Rendues le 12 janvier 2007

Application : Selon le principe 4.9, une organisation doit informer toute personne qui en fait la demande de l’existence de renseignements personnels qui la concernent, de l’usage qui en est fait et du fait qu’ils ont été communiqués à des tiers, et lui permettre de les consulter. Une personne doit être en mesure de contester l’exactitude et l’intégralité des renseignements et d’y faire apporter les corrections appropriées. L’article 2 définit les renseignements personnels comme « tout renseignement concernant un individu identifiable ».

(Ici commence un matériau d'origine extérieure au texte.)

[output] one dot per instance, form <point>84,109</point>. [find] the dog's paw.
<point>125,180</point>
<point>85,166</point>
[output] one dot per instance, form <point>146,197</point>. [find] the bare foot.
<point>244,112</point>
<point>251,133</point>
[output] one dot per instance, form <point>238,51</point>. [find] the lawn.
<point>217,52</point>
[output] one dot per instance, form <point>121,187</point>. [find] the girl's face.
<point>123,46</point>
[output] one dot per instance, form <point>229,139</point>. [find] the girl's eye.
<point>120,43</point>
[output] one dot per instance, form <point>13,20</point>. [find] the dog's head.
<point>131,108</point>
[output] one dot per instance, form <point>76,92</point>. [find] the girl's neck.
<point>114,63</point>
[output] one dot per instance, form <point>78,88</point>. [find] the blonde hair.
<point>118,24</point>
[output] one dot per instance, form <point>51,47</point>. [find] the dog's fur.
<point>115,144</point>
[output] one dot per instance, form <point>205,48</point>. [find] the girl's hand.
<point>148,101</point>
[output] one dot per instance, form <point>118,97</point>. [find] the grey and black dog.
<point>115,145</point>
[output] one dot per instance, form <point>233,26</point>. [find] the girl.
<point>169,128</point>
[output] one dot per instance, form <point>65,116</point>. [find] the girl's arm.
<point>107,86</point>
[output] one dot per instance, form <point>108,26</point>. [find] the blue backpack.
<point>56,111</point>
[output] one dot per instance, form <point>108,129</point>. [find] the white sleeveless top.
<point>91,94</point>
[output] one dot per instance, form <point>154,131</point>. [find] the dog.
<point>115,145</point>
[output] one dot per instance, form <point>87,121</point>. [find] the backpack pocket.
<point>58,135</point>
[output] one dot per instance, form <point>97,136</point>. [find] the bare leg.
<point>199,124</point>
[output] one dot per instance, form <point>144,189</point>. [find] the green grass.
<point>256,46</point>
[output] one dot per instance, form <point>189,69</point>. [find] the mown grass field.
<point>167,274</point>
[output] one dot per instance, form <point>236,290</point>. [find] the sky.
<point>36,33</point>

Pour rendre sa décision, la commissaire adjointe s’est appuyée sur les considérations suivantes :

  • La réponse initiale du transporteur aérien au plaignant témoigne d’un manque de compréhension en ce qui a trait à la nature des renseignements personnels et à la façon d’en offrir l’accès. La commissaire adjointe a fait observer que la définition des « renseignements personnels » est large et ne s’étend pas uniquement aux identificateurs, tels que le nom, l’adresse ou le numéro de téléphone d’une personne.
  • Il est ressorti de l’enquête que les dossiers du transporteur aérien renfermaient les renseignements personnels du plaignant sous forme de lettres reçues et envoyées par le plaignant au sujet de la dispute. L’allégation selon laquelle le transporteur aérien ne détenait pas d’information directement liée aux renseignements personnels du plaignant n’était pas seulement déroutante sur le plan sémantique, elle était erronée.
  • Selon la commissaire adjointe, il était donc évident que le transporteur aérien ne s’était pas donné la peine de répondre véritablement à la demande. Elle a fait remarquer que lorsqu’une organisation répond à une demande d’accès à des renseignements personnels, elle devrait indiquer où elle a cherché les renseignements du demandeur et quel type de renseignements elle détient.
  • Au principe 4.9, on parle de l’existence, de l’usage ou de la communication des renseignements personnels. Dans les clauses qui suivent, on précise que les organisations doivent se montrer coopératives en fournissant des détails sur les sources de renseignements et sur les personnes à qui l’information a été communiquée.
  • Rien ne portait à croire, dans la première réponse du transporteur aérien, qu’un examen avait été mené jusqu’à ce que le plaignant s’adresse au Commissariat et que celui‑ci se penche sur l’affaire.
  • Le transporteur aérien détenait davantage de renseignements sur le plaignant que son nom, son adresse et son numéro de téléphone. Toutefois, il ne possédait pas les renseignements que le plaignant désirait, à savoir un rapport renfermant les détails d’une enquête sur sa plainte et toute mesure prise ultérieurement.
  • Bien que le plaignant ait indiqué au départ qu’il ne souhaitait pas qu’on lui remette une copie des lettres qu’il avait échangées avec le transporteur aérien, il a demandé qu’on lui fournisse certains renseignements. Le transporteur aérien s’est exécuté et, par la même occasion, lui a fourni une explication concernant le traitement de sa plainte.

Convaincue qu’en prenant ses mesures, le transporteur aérien avait respecté ses obligations en vertu du principe 4.9, la commissaire adjointe a conclu que la plainte était résolue.